Infection: This is a severe stage where the wound becomes bigger and deeper. Muscles and bones may also become visible with red edges around the wound. Treatment is necessary, to stop the infection’s spread and prevent severe consequences.
Those who are wheelchair-bound experience bed sores most commonly in the following areas:
- Shoulder bones
- Buttocks and tailbone
- Back of the arms
Bedridden patients may develop sores on:
- Ankles and heels
- Tailbone and hips
- Back of the head
Bedsores are typically caused due to a person being bed-ridden for a long time. They can develop within a few hours of being immobile. The risk of developing bedsores is increased when one is:
- Positioned incorrectly and not turned periodically
- Diabetic or receives poor nutrition
- Does not receive adequate skin care.
- Unconscious, comatose, or unable to perceive pain
Bedsores can be diagnosed by physically inspecting the persons in care; they are categorised depending on the severity of the wound.
Treatment for different stages of bedsores
During the early stages, good care at home is enough to slowly reverse the condition and restore it to near-normal skin. However, for subsequent stages, the following protocols are recommended:
Stage 1 of sores: First, the area must be relieved of pressure. The patient’s position should be changed frequently and cushions placed underneath. There should be a little movement every few hours, with help if needed. The skin of the affected area can be gently washed and patted dry. The affected person should be given a protein-rich diet with plenty of vitamins and minerals.
At stage 2: The wound is again cleaned and dried gently. If the pain is too intense, a painkiller may be given beforehand, and infected or dead tissue is then removed.
A dressing with medicated gauze can be used to cover the sore. The sore should heal within a few days or a couple of weeks.
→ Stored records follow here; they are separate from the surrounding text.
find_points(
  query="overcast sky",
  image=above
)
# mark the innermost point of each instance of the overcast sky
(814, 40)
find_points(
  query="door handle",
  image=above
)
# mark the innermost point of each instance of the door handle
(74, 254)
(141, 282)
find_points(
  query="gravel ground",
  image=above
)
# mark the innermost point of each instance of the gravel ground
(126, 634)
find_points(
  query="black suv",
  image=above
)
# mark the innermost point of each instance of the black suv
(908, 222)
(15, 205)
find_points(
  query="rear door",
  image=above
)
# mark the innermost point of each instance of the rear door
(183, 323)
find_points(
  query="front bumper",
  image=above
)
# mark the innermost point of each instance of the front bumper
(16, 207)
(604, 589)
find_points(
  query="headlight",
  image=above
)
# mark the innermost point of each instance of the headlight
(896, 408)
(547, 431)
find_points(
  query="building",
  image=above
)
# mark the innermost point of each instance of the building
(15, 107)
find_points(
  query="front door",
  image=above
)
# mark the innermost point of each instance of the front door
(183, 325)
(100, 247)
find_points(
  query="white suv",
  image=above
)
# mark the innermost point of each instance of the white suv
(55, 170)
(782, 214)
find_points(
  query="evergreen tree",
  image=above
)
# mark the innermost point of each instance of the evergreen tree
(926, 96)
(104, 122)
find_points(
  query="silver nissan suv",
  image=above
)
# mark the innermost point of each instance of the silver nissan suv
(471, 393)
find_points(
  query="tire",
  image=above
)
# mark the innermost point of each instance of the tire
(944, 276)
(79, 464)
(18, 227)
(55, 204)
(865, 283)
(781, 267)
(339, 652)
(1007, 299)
At stage 3, the wounds require antibiotics to treat underlying infections. All the procedures mentioned earlier should be followed. The wound takes about a month or two to heal.
Stage 4 bedsores are serious as underlying muscles and bones are exposed. The wounds need specialised care, including surgery, so that they can be cleaned from the inside, and the edges around them closed to help in healing.
In a procedure called graft, a patch of healthy skin from another area of the body is transplanted to the affected area. This is done after the infection is eliminated.